What parents need to know
Parents Need to Know
Parents need to know that, although Ja'mie: Private School Girl is a satire, it's so well done that many teens will probably miss the point entirely. In the meantime, they'll be immersed in a world of coarse language (from "f--k" to "t-ts" and "p---y"), withering insults (including "fat bitch"), and terrible role models with shallow values who are everything you don't want your daughters to be. Characters also engage in bullying, underage drinking, and iffy online activities, including the exchange of crass texts and "d--k pics."
What's the story?
Australian writer-actor Chris Lilley steps into the expensive shoes of a privileged teenager to play JA'MIE: PRIVATE SCHOOL GIRL in this HBO mockumentary series chronicling Ja'mie's final few weeks of high school. She's the queen bee at the exclusive Hillford Girls Grammar School on the North Shore of Sydney, Australia, which means that everyone -- even her parents -- must bow to her whims. But if she wants to win the school's prestigious Hillford medal, she must also convince her principal that she's a model student.
Is it any good?
If red flags were literal rather than figurative, Ja'mie: Private School Girl would look like a small-screen massacre. Which is our way of saying that this shrewd satire is so spot-on that it's absolutely horrible for your kids. Lilley's Ja'mie, the queen-bee-to-the-extreme he's played previously in other series such as Summer Heights High, is a tongue-in-cheek critique of the extremes of modern girl culture. But what's impressive -- and a little scary -- is how squarely he nails it.

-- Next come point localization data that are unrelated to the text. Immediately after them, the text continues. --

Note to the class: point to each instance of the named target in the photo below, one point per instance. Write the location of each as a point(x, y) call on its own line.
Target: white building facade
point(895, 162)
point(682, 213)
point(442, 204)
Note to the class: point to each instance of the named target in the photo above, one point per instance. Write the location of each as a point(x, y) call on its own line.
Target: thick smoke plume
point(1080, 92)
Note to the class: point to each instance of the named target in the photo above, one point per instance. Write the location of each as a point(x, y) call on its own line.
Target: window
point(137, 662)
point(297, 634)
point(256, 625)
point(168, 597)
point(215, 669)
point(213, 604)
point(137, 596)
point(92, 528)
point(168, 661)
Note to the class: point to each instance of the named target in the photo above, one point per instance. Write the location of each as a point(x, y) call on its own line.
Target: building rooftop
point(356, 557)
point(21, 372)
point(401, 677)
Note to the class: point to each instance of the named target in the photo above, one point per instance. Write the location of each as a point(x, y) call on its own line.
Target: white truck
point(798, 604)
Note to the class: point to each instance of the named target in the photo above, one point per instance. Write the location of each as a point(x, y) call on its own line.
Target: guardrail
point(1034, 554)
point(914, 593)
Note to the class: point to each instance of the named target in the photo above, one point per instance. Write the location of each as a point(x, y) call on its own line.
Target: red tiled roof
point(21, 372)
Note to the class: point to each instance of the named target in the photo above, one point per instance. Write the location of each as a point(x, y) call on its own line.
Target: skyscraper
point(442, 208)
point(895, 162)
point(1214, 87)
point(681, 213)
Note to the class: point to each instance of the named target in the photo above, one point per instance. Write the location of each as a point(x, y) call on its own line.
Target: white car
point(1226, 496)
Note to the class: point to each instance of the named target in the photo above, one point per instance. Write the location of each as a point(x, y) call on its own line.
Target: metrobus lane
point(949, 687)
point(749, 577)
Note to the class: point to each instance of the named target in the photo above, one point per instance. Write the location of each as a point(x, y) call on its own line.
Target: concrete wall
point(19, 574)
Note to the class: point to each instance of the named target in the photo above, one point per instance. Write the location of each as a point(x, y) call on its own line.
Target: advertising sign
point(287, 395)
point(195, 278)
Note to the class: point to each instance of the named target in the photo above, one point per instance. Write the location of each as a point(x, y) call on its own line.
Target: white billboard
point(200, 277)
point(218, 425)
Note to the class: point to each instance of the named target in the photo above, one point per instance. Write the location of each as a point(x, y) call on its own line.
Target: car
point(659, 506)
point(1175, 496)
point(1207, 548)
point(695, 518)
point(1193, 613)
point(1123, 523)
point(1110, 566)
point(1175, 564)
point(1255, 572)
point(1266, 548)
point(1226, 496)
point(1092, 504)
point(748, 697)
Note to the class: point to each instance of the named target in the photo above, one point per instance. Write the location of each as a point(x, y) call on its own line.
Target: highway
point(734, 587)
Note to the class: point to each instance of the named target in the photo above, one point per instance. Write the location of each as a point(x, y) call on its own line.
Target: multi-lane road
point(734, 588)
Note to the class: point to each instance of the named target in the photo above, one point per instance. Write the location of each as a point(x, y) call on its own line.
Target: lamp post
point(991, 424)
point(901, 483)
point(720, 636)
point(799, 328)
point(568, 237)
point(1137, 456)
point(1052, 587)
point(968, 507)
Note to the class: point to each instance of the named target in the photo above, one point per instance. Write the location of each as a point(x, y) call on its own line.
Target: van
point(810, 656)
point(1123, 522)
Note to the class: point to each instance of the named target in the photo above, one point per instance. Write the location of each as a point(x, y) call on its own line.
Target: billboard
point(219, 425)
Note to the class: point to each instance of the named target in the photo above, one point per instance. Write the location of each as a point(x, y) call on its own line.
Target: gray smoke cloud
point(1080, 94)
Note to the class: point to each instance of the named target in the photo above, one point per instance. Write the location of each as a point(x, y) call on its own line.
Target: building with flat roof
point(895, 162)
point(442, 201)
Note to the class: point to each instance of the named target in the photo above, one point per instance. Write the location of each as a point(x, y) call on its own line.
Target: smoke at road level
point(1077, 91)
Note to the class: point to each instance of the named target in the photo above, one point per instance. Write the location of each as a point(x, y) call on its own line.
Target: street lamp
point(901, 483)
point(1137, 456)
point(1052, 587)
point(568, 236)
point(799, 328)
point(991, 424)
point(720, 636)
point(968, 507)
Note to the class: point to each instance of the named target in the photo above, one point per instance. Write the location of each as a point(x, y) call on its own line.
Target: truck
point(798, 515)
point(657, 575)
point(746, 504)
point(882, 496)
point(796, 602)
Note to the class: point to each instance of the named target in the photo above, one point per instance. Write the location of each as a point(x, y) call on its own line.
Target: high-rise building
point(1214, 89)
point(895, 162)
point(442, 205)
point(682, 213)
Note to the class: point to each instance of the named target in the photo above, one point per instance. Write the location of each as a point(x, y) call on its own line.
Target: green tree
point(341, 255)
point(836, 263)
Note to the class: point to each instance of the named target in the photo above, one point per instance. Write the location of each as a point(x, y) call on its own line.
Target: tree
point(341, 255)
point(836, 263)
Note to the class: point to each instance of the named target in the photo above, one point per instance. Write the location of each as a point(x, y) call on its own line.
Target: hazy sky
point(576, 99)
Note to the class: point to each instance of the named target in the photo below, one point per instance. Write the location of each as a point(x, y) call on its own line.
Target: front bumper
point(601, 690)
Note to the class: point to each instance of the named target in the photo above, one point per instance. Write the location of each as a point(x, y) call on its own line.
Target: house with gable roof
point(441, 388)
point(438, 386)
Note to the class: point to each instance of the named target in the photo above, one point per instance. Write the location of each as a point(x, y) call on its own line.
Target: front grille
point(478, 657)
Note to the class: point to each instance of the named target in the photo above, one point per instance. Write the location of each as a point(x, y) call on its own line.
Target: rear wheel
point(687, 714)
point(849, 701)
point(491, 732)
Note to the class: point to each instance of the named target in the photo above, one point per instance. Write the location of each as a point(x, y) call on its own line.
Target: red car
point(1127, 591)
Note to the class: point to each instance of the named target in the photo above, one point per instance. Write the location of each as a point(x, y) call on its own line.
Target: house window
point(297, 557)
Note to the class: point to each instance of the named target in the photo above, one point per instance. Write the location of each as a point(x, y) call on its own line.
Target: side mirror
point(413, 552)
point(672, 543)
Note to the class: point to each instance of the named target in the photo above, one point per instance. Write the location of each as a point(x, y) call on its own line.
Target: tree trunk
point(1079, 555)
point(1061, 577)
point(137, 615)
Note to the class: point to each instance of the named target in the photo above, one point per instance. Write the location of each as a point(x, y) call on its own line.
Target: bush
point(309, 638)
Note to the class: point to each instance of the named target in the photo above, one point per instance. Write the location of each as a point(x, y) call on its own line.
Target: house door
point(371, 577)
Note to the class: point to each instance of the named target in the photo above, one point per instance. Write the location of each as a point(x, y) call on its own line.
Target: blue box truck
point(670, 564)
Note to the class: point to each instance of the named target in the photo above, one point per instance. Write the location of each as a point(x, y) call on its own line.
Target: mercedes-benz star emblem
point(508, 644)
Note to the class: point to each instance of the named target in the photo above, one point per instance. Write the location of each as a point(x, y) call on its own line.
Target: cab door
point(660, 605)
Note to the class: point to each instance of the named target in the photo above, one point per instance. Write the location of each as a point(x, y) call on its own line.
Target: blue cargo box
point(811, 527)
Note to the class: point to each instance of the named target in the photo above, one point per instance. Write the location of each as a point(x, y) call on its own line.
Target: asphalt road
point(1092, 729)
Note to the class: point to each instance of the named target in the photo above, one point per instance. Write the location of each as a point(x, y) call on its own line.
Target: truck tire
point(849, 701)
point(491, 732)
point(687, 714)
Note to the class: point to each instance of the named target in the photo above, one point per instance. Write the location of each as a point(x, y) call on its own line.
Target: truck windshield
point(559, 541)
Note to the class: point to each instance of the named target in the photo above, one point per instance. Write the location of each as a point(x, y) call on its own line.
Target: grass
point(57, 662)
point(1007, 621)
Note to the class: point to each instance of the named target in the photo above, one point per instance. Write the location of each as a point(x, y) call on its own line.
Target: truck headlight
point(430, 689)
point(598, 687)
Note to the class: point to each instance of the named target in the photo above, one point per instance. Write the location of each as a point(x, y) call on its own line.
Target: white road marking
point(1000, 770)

Aside from the show's minefield of F-bombs and insults ("Go f--king fist yourself!"), iffy content runs the gamut from Ja'mie's homophobic bullying to her use of African immigrants as targets for her "charity" (and sources of cheap labor). But the real question parents should ponder is whether teen viewers will see Ja'mie's antics for the artful satire they're intended to be or, rather, as instructive of what a teen girl should be.
Families can talk about...
Families can talk about satire and how it can be used to make a point while making people laugh. Does Ja'mie: Private School Girl celebrate or skewer the culture of teen privilege it parodies? How can you tell?
How closely does Ja'mie: Private School Girl reflect the lives of actual high-school girls, particularly in terms of bullying and social politics? Are we meant to look up to Ja'mie, or is she an obvious example of how not to behave? Are most kids discerning enough to know the difference?